Are you receiving early intervention services? Those professionals will have much better advice than we can give.
[deleted] [OP] 2 points 2y ago
I take into consideration his lack of sight and try very often to stimulate him with sounds and touch. For example If I'm pointing out a tree to my older son I make sure I pick up my younger son and have him feel the tree, the same thing with flowers, grass, things at the park, my face. I try to get him to explore my face with his hands so he can learn we're the same. I'll have him touch my nose and than touch his nose and so on. All these experiences I try to create for him always end with him pulling his hands away, clasping them together and crying. He doesn't like to be pushed to explore new things. I make funny noises to him and he laughs, but there is no toys with sound that he's interested in. I shake things around him, put them in his hand and shake them with my hand around his and he acts irritated and will pull his hands away, clasp them and cry if I continue. I try to dance with him like I did with my older son and he reacts negetivily to being overstimulated with too much motion.

We have four different theapists from early intervention starting next week. I believe its one hour of video conference each per week.

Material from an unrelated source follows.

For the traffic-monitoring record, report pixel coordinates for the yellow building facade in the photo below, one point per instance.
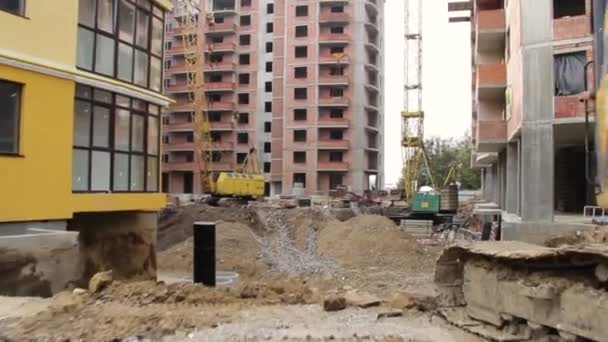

One of them is supposed to drop off a exploratory vest, don't quote me on the name, it's supposed to be full of stimulating things for him to interact with.

Even among professionals opinions may differ, but one person who commented on my question before this made it clear that they think it was a mistake for their parents not to raise them to be as independent as they would of liked and I need to prepare him for the real world, I was just wondering if that was a universal theme among people raised blind. I push my sighted son though tears to do things that I believe are good learning experiences for him, for example touching Halloween decorations to show him they're harmless. I know my younger son's cancer adds an extra layer but on the positive side we tried a new chemo, the tumor seems to have stopped growing, and he's started eating again and has become a chubby boy. I just want some confirmation that I should push him the same as my older son. I'm worried it may seem excessively cruel because at his age he can't speak ontop of not seeing, so I can't communicate what's going on to him to reassure him, he can't see my facial expressions trying to convey what's cool or safe or funny. For example with my older son one of the ways I show him not to be afraid is I'll make a mischievous grin and poke at the Halloween monster like it's a game, he picks up on that and imitates me. I don't know how to communicate to my younger son the same thing when I'm showing him something new and before I figure out how he cries and I feel I have to stop when maybe I should push forward.
CloudyBeep 2 points 2y ago
It sounds like you're trying your hardest and definitely not neglecting him, so I recommend explaining what you've tried to these therapist

I'm not trying to diagnose your son over the internet, but it is possible that he may have an additional disability like autism that makes him more sensitive to external stimuli. It is equally possible that with enough encouragement, he will eventually want to be an active participant in the real world, and that right now he is just very nervous.